I’m trying to understand the fascination. Going back to the Greeks (and I suppose farther, but I’m no scholar on the subject), there has flowed a mighty river of bloody fictional and non-fictional accounts of murder and mayhem to slake our raw-meat-frenzied thirst. From Oedipus Rex to Law and Order: Here’s Another One, the scene is the same. Our libraries are oozing with it: McBeth … Crime and Punishment … In Cold Blood … The Girl with the Dragon Tattoo. The walls at the Academy of Motion Picture Arts and Sciences are plastered with it: Double Indemnity … Gaslight … Psycho … The Silence of the Lambs … The Godfather.
And then there are the media-savaged trials. Dr. Sam Sheppard … Charles Manson … O.J. Simpson … the aforementioned JoBenet Ramsey … Gacy … Dahmer … Bundy … on and on.
So now this—a courtroom packed with murder lawyers and murder tourists, set in a small town of homes temporarily rented to murder journalists crawling all over each other to feed this tawdry, pathetic and not very original tale of drug abuse and ill-begotten power to a salivating, murder-ravenous public beast.
The pacifist in me is driven by all this to … WTF?
Neal Baer, in the quote above, began by saying it’s about justice. I suppose that’s good enough for some people, but the murders of white victims are fifty percent more likely to be solved than those of black victims, of which there are plenty in South Carolina. How much did the state spend on this case compared to the average? You don’t have to think very far to doubt this trial is anything about justice in America.

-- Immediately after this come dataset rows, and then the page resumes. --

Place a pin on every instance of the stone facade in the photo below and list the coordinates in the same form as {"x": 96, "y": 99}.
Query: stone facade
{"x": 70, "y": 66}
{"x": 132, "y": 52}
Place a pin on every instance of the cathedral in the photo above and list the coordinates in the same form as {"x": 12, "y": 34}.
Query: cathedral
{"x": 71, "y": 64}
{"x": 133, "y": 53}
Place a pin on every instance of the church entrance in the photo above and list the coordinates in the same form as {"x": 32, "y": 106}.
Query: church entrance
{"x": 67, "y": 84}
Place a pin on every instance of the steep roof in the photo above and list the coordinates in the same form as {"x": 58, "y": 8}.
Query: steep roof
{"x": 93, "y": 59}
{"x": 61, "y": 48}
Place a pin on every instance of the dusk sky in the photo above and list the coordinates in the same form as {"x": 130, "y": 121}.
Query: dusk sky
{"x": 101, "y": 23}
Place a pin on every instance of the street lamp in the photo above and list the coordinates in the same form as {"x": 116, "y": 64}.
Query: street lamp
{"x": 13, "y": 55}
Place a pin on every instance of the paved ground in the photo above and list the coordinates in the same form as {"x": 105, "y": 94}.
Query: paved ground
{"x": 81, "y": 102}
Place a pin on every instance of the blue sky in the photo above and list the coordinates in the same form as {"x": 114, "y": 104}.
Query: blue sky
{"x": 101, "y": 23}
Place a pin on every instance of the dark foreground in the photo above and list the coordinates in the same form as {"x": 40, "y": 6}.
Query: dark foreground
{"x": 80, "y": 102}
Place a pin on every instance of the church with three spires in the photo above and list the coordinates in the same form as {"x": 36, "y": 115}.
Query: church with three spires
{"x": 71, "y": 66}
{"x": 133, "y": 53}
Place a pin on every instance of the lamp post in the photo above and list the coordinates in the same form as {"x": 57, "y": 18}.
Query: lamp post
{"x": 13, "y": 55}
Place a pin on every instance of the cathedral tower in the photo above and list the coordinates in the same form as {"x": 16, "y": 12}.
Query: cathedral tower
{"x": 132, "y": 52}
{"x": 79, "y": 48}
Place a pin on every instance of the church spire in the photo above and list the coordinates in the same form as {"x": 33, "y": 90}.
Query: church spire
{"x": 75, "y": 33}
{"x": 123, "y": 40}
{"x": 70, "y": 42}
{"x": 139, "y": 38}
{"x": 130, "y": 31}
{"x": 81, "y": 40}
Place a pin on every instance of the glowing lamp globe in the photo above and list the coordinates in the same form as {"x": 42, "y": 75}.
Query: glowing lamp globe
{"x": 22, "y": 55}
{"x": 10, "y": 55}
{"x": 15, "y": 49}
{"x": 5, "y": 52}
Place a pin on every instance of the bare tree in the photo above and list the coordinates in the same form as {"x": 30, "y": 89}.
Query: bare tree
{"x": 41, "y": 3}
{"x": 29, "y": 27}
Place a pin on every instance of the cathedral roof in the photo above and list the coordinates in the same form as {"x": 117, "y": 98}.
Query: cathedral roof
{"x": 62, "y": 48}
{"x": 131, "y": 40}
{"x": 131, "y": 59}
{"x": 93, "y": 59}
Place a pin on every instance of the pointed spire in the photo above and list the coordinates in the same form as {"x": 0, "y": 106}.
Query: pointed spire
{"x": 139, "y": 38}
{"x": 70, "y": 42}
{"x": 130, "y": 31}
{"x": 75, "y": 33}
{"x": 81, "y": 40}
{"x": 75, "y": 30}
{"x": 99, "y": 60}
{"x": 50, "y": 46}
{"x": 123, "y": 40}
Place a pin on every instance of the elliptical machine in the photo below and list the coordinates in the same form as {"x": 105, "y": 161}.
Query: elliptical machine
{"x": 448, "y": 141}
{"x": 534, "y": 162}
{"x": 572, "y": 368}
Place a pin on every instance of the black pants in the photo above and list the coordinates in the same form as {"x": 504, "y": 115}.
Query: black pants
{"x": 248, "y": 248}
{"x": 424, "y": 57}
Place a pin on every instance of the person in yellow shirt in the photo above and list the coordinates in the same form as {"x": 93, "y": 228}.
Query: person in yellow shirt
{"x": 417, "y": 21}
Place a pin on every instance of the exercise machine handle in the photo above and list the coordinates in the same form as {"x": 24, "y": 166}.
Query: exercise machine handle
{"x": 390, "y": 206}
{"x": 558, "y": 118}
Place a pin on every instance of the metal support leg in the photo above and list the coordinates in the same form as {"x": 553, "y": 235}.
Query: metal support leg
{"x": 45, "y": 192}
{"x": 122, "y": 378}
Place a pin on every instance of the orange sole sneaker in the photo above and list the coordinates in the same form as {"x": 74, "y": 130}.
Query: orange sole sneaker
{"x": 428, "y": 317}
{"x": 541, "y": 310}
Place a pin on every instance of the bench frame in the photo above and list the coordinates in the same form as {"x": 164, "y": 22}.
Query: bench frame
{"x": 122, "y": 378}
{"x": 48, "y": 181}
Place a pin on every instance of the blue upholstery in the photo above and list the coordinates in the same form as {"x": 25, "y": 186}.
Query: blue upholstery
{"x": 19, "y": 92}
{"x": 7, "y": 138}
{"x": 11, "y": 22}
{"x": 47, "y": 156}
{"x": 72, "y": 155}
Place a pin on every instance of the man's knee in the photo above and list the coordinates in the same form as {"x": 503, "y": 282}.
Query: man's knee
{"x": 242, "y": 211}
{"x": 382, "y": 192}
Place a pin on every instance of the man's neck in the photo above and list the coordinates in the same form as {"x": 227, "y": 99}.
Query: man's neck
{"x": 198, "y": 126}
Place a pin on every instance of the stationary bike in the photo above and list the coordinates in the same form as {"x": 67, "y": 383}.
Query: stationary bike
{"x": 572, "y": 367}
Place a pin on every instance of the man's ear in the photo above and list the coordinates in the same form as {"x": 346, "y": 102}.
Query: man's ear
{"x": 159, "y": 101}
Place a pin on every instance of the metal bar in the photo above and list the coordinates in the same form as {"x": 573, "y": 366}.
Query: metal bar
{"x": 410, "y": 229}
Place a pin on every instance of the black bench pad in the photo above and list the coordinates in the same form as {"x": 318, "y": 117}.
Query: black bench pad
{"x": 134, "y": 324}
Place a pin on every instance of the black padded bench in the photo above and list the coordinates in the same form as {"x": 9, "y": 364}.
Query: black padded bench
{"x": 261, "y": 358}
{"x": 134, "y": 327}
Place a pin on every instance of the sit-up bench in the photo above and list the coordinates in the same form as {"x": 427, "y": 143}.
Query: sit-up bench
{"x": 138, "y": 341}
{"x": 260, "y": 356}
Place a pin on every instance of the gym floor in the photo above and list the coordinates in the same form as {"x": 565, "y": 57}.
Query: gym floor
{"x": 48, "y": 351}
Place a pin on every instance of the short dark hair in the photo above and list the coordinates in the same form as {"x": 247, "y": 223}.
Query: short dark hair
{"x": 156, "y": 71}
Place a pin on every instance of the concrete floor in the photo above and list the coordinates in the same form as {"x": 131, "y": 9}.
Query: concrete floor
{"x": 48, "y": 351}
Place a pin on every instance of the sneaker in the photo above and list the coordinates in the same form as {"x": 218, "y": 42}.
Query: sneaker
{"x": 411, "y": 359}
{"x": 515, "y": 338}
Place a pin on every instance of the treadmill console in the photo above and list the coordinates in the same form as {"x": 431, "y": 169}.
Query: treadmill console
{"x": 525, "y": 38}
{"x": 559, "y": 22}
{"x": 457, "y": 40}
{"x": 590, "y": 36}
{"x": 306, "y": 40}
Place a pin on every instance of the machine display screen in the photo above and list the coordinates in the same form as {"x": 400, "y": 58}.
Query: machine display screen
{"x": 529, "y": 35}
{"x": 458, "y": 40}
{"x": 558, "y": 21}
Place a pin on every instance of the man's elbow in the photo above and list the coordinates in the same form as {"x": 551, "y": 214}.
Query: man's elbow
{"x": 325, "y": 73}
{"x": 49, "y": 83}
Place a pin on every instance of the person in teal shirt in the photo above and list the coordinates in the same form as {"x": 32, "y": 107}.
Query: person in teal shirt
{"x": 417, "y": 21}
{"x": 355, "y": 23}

Then he made a mid-stream correction and said it’s about curiosity. That’s better. There is a voyeuristic pleasure in turning one’s curiosity to “these kinds” of people—to delving into thoughts and behaviors taken to the “nth degree”. But a little voyeurism stops short of the numbing violence of Halloween, Part All Over Again, or even the near-mindlessness of Kill Bill or Pulp Fiction. A little voyeurism titillates us. Takes us to the edge, where we get a peek. Safely.
Consider the classic sense of the word obscene. Off-scene. In a murder trial, the crime is related by the evidence and the witnesses. It is off-scene. Reproducing the crime is impossible. Portrayals to any realistic level are never done. The crime itself is obscene. Photographs are limited and guarded (well, they try). Can there be a safer environment to tiptoe up to the precipice of human behavior? In this way, a murder trial is like a Greek tragedy—the nasty bits delivered by messenger. (Google-it shout out to a work by an Aussie jurisprudence and theater scholar named Carolyn McKay, called Murder Ob/Scene: The Seen, Unseen and Ob/scene in Murder Trials.
But what made Greek tragedies so damn popular in the day, and murder trials now? Why so much enthusiasm? What is it about murder that lures us to the edge? With so many other available distractions, why obsess on this?
Why do so many choose to dance around the edges of murder? Is it a common need to continually test oneself? One’s capabilities? One’s capacity for violence?
It’s a little scary, so I’ll step back here.